I painted this during a residency through Parrsboro Creative. The view overlooks the general store at Port Greville, Nova Scotia. To access it, I drove up a side road and painted from the edge of the escarpment, just past a very nice lady’s lawn.

This escarpment roughly parallels the shore of the Bay of Fundy. In places it’s gradual, and in other places it’s a steep, raw scarp.

In Maine, our cliff edges are made of granite, so I was totally unprepared for the edge of crumbly red sand to drop out from under me. My fall was stopped by a thicket of alders growing on a ledge about ten feet down.

I landed upside down but unhurt. After I turned myself around, I gathered my tools and threw them back up over the brink. Then I figured out how to climb back up to my easel.

It’s all in the drawing, even in plein air.

Cumberland County, Nova Scota is full of this crumbly soft red sandstone-and-soil mixture. It’s unstable, which makes rock-climbing risky. At Cap d’Or, the cliffs are a few hundred feet tall, but you wouldn’t be long for this world even if you miraculously survived the fall; there’s a wicked riptide. Every major storm causes erosion, so it’s a constantly-shifting shoreline. That in turn reveals a new cache of fossils, minerals and gemstones after every weather event; the area is world-famous for fossils.

These are also the highest tides in the world.

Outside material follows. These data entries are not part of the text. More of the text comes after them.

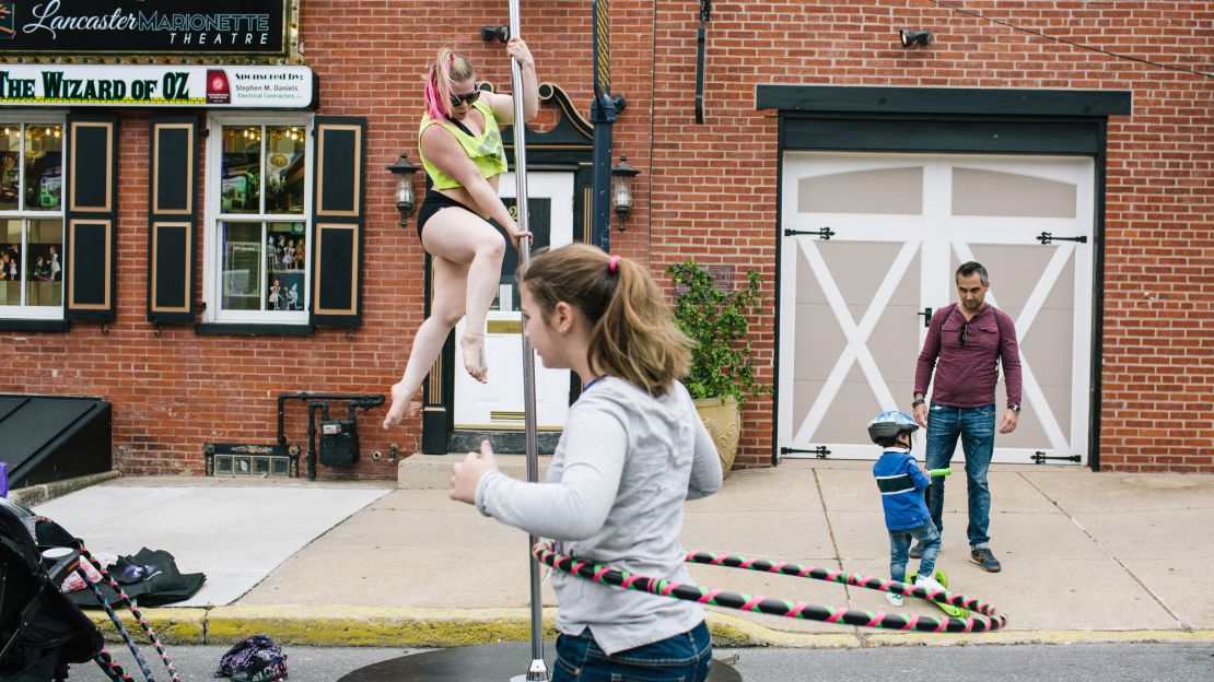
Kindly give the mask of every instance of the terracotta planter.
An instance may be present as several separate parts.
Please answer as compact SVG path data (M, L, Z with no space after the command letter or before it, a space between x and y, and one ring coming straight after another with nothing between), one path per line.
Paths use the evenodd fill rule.
M693 400L699 419L708 428L708 434L716 444L716 454L721 457L721 473L730 474L733 457L738 454L738 439L742 437L742 413L738 402L732 396L726 398L700 398Z

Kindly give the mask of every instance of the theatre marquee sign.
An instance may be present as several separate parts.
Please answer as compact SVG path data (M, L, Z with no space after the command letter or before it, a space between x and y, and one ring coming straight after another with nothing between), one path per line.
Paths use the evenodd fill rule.
M307 67L0 64L0 107L314 109Z
M0 55L287 58L299 0L0 1Z

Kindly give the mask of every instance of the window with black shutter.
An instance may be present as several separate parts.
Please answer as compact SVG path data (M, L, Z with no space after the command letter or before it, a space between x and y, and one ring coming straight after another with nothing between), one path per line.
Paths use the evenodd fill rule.
M148 322L194 322L198 119L155 116L148 159Z
M118 118L70 115L67 129L64 316L110 322L118 297Z
M211 116L204 323L236 333L242 325L307 333L314 268L311 129L310 116ZM200 331L216 330L204 324Z
M0 320L63 320L63 116L0 114Z
M367 119L317 116L312 323L362 320L362 240Z

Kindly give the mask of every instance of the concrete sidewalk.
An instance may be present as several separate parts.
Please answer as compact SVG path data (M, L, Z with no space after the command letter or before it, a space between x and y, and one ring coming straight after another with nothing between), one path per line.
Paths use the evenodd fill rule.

I visited Joggins Fossil Cliffs to walk on the beach and perhaps paint. I’d arrived at the wrong hour. There’s a narrow window of time where you can be at sea-level; the tide rises so fast that it will cut off your escape.

These double-bay houses, so typical in Britain and the Canadian Maritimes, are not common here in the US; however, there are some here in Maine. We also have old-fashioned general stores like Dad’s Country Market, towards the left in my painting.

This painting took two full days to complete. The first was spent in drawing out the architecture.

“Draw slow, paint fast,” a student once told me. It’s an excellent motto, because the more time one spends on the drawing, the less floundering one does in the painting.